AUSTIN (KXAN) - An app that links pregnant women directly to their doctors could shrink the number of Texas mothers who die during and after birth.
And more Texas doctors are asking for it so they can focus on high-risk pregnancies.
Sarah Nicholson recently learned the gender of her second baby. "I'm having a girl again," she said with a smile as she swiped on her smartphone.
The expectant mother has been able to track everything throughout this pregnancy, including her blood pressure. She does it through a blood pressure cuff with Bluetooth capabilities linked to an app called Babyscripts.
The app sends all of her real-time medical information straight to her doctor. If anything goes wrong, her obstetrician can call immediately.
"I'm a little bit of a 'type-A' personality and I feel like I have more control over my health and pregnancy," said Nicholson, who is in her second trimester. "It just gives me the peace of mind that if I'm having a headache, I'll take my blood pressure to make sure nothing is off track."
One of the app's creators says more Texas doctors want Babyscripts for their high-risk patients because it can continue tracking a woman's health after she has given birth.
By answering a few online questions, the app can do a quick postpartum screening.
"We're able to connect the patient to a mental health counselor or other professionals that could help them get over the complications after their delivery," said co-creator Juan Pablo Segura.

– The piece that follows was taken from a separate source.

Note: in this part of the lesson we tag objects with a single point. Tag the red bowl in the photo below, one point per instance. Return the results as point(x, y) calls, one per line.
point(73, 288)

Doctors believe that the instant checkup could help them reverse the state's maternal death rate, which is one of the highest in the nation. Giving birth is particularly fatal for low income and women of color, according to the state's Maternal Mortality and Morbidity Task Force.
Segura says his team is focusing on getting the app to Austin doctors, who would give it to patients free of charge. Right now in Texas, only doctors in Houston have the app.
"If we can detect problems faster and get patients the help they need in a much more urgent manner, we're saving lives," he said.
Segura said something else that could help doctors reach more high-risk expectant mothers: changing state laws.
In August, lawmakers voted to expand telemedicine across the state, allowing patients to chat with doctors through their computer, phone or tablet without making a trip to the clinic.
Currently, the app is provided mostly by doctors and some insurance companies.
Segura wants state lawmakers to take more action and offer reimbursements for doctors who treat patients virtually.
"Right now, it's a very tight box in Texas," he said. "If we can open up the reimbursement to allow doctors to be more innovative, I think they're going to have an opportunity to save lives."